Implementasi ISPS Code di Pelabuhan Tanjung Emas Semarang Kristin A. Indriyani; Ely Sulistiyowati; Prapti Utami; Mitha R. Pratiwi; Niken D. Rosita
Saintara: Jurnal Ilmiah Ilmu-Ilmu Maritim Vol 8 No 2 (2024): SAINTARA (September 2024)
Publisher : Lembaga Penelitian dan Pengabdian kepada Masyarakat, Akademi Maritim Nusantara Cilacap

Show Abstract | Download Original | Original Source | Check in Google Scholar | DOI: 10.52475/saintara.v8i2.301

Abstract

Implementasi International Ship and Port Facility Security (ISPS Code) di Pelabuhan Tanjung Emas Semarang diterapkan sebagai kewajiban terhadap pemenuhan aturan dari International Maritime Organization (IMO). Latar belakang penerapan ISPS Code terkait dengan serangan terorisme pada 11 September 2001. ISPS Code di Indonesia mulai diterapkan sejak Juli 2004. Keberhasilan penerapan ISPS Code perlu dukungan dari pihak terkait. Data penelitian terkait implementasi ISPS Code di Pelabuhan Tanjung Emas Semarang disimpulkan berbagai kendala diantaranya kualitas sumber daya manusia baik awak kapal dan petugas keamanan pelabuhan, Pada penelitian ini digunakan metode Threats, Opportunities, Weakness dan Strength (TOWS) Matrix.
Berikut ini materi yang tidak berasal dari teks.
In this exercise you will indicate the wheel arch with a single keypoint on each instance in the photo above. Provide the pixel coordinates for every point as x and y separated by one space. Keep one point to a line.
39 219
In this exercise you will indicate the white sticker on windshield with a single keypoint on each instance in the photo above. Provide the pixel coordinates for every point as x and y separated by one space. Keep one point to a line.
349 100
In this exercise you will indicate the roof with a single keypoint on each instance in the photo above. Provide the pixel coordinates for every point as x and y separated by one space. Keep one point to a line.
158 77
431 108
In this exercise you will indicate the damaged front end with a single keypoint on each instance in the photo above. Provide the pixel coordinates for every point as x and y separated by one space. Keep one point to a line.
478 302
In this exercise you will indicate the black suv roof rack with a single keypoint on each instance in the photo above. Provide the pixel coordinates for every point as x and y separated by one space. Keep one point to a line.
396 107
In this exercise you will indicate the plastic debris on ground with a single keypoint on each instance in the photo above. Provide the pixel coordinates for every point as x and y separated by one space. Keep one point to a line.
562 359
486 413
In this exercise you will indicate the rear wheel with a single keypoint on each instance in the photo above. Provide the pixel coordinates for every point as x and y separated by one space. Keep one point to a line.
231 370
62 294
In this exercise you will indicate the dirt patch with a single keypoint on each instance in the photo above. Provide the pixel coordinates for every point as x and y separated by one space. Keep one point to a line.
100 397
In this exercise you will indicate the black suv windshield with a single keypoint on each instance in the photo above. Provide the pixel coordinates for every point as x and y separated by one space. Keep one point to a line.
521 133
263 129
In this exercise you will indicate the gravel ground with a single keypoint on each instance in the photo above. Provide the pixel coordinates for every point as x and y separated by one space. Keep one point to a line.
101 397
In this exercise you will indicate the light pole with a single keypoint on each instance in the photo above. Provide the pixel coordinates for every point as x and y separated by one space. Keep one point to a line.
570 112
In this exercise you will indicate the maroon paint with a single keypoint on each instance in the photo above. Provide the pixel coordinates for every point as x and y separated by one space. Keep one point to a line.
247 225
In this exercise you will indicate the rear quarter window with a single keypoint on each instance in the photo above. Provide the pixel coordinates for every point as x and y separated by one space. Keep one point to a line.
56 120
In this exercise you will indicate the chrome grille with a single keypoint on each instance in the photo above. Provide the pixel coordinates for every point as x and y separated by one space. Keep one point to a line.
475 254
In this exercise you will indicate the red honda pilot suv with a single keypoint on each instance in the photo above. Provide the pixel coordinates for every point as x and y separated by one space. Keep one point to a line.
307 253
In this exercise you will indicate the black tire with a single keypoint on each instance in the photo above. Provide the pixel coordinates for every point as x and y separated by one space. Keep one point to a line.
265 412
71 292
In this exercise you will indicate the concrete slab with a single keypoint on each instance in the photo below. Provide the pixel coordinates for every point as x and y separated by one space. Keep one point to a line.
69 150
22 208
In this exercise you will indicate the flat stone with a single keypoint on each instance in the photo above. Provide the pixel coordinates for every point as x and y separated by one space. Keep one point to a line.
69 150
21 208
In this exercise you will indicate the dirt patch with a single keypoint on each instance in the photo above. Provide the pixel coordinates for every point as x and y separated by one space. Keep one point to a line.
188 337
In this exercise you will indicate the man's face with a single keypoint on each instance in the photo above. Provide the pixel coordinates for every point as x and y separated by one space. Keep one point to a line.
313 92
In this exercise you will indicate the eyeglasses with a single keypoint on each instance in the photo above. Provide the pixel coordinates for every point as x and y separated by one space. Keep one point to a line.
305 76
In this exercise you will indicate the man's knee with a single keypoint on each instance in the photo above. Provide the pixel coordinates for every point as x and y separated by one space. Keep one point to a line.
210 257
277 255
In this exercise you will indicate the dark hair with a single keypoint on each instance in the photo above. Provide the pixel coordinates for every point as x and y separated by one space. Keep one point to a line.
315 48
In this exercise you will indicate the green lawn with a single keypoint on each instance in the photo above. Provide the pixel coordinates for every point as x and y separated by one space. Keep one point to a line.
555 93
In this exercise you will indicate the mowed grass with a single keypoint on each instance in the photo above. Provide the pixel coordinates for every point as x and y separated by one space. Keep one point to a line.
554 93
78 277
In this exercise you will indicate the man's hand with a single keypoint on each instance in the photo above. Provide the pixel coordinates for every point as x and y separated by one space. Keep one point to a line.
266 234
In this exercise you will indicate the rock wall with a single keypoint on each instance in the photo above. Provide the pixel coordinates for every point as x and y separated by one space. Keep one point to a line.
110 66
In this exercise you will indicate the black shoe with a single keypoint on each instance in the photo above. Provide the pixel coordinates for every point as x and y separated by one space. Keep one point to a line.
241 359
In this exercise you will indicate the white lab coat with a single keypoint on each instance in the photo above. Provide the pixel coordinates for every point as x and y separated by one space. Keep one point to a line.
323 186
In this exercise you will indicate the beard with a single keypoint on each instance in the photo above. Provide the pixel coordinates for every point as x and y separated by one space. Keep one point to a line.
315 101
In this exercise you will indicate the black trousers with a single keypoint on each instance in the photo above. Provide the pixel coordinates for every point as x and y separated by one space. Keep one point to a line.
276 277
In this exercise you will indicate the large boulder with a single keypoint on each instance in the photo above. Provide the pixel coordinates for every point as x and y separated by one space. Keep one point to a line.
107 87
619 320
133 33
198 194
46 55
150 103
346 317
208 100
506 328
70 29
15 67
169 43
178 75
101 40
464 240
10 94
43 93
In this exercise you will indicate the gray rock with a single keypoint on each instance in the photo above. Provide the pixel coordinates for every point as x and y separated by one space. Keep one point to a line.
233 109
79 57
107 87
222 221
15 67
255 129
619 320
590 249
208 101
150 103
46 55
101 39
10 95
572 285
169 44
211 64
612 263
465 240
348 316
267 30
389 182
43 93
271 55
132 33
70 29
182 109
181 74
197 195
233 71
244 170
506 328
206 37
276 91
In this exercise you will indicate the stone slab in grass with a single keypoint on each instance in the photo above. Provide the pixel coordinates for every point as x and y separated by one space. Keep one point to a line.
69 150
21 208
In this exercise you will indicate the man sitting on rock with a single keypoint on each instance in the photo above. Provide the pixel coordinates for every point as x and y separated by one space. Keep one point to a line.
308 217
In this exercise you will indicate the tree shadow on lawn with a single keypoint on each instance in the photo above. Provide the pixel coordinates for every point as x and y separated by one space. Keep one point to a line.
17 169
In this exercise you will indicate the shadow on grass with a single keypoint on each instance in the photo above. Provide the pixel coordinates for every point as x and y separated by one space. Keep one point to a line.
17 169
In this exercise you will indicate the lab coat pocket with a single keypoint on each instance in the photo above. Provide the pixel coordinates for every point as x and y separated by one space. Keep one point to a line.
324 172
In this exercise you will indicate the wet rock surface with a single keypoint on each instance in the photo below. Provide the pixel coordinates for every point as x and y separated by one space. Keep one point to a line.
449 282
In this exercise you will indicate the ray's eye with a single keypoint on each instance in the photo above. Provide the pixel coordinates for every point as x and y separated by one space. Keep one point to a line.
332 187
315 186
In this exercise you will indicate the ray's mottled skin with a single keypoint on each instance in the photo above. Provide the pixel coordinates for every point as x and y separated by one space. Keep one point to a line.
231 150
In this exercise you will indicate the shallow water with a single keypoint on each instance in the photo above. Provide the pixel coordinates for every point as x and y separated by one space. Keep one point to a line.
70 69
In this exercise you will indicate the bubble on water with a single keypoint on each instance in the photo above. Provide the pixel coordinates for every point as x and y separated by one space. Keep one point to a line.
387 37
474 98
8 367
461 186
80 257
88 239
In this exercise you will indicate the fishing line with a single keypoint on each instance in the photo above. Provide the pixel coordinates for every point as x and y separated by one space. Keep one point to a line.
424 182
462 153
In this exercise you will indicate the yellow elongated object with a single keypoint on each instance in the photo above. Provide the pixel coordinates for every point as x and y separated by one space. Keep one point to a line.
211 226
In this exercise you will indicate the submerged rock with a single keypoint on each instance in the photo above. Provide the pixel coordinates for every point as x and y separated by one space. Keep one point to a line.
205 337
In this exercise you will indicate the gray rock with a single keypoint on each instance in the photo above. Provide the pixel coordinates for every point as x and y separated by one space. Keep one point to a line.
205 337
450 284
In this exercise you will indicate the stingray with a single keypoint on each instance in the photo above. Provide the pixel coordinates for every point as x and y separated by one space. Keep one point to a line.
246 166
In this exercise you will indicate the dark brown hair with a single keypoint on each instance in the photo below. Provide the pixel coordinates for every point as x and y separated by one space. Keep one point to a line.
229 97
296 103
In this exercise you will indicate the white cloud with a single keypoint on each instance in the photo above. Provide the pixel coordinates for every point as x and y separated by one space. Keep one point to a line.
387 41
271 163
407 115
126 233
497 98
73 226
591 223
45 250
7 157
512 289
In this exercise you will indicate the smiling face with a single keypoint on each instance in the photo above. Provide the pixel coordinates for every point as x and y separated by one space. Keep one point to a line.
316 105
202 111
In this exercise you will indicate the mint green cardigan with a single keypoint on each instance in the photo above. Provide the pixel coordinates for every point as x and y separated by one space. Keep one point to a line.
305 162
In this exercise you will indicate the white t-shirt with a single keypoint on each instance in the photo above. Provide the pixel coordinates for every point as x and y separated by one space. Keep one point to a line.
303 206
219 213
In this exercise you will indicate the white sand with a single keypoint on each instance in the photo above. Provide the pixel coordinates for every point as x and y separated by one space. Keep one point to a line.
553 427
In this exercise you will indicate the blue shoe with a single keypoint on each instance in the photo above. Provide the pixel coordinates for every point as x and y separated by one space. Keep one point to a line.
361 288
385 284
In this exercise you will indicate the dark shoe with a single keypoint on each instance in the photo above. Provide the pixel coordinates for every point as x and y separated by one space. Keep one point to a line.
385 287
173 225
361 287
Berdasarkan hasil observasi partisipatif dan observasi tidak langsung serta wawancara semi terstruktur maka diperoleh informasi terkait penerapan ISPS Code dimana strategi Kekuatan-Peluang yang diterapkan oleh instansi di area Pelabuhan Tanjung Emas Semarang diantaranya dengan cara meningkatkan kualitas sarana prasarana sebagai pendukung penerapan ISPS Code; regulasi yang elas terkait penerapan drill; pemantauan Port Facility Security Plan (PFSP) yang bisa dilaksanakan secara online serta pemberian pelatihan terus menerus pada sumber daya manusia terkait. Strategi Kekuatan-Ancaman diantaranya dengan meningkatkan kesadaran terkait penerapan ISPS Code dengan dukungan finansial dan drill yang rutin. Pada penerapan strategi Kelemahan-Peluang diantaranya meningkatkan pengawasan terhadap pelaksanaan drill, penerapan regulasi terkait barang bawaan, pengawasan audit internal dan konsistensi perbaikan sarana prasarana pada fasilitas pelabuhan. Strategi Kelemahan-Ancaman diantaranya melaksanakan drill sesuai dengan jadwal dan sinergi antar instansi dalam pengawasan terhadap barang bawaan.